Joint Trajectory, RIS, and Computation Offloading Optimization via Decentralized Model-Based PPO in Urban Multi-UAV Mobile Edge Computing
arXiv:2603.20238v1 Announce Type: new
Abstract: Efficient computation offloading in multi-UAV edge networks becomes particularly challenging in dense urban areas, where line-of-sight (LoS) links are frequently blocked and user demand varies rapidly. Reconfigurable intelligent surfaces (RISs) can mitigate blockage by creating controllable reflected links, but realizing their potential requires tightly coupled decisions on UAV trajectories, offloading schedules, and RIS phase configurations. This joint optimization is hard to solve in practice because multiple UAVs must coordinate under limited information exchange, and purely model-free multi-agent reinforcement learning (MARL) often learns too slowly in highly dynamic environments.
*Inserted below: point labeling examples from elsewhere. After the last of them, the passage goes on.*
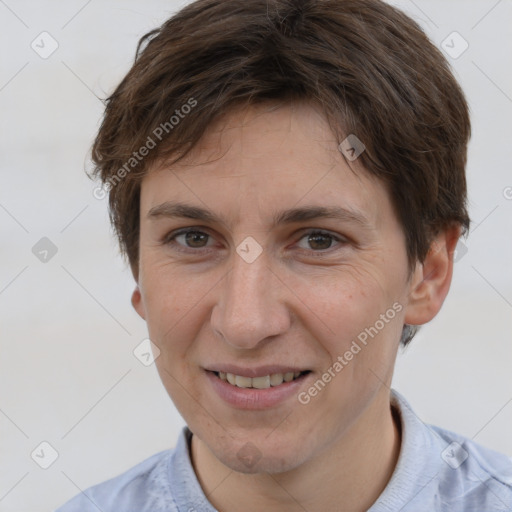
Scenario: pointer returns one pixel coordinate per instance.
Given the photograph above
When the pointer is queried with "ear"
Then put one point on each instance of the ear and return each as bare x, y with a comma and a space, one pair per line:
431, 280
137, 303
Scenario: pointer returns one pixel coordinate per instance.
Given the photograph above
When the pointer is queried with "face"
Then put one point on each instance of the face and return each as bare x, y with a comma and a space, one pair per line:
263, 284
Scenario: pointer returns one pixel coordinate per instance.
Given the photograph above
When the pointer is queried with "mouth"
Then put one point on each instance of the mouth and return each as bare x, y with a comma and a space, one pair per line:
263, 382
268, 388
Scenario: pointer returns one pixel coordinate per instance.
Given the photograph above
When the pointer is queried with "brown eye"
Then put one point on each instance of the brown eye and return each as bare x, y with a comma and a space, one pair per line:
319, 241
189, 239
196, 238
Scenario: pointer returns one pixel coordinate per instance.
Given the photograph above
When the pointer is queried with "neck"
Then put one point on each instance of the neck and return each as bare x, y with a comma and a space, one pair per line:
349, 475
To address these challenges, we propose a decentralized model-based MARL framework. Each UAV optimizes mobility and offloading using observations from several hop neighbors, and submits an RIS phase proposal that is aggregated by a lightweight RIS controller. To boost sample efficiency and stability, agents learn local dynamics models and perform short horizon branched rollouts for proximal policy optimization (PPO) updates. Simulations show near centralized performance with improved throughput and energy efficiency at scale.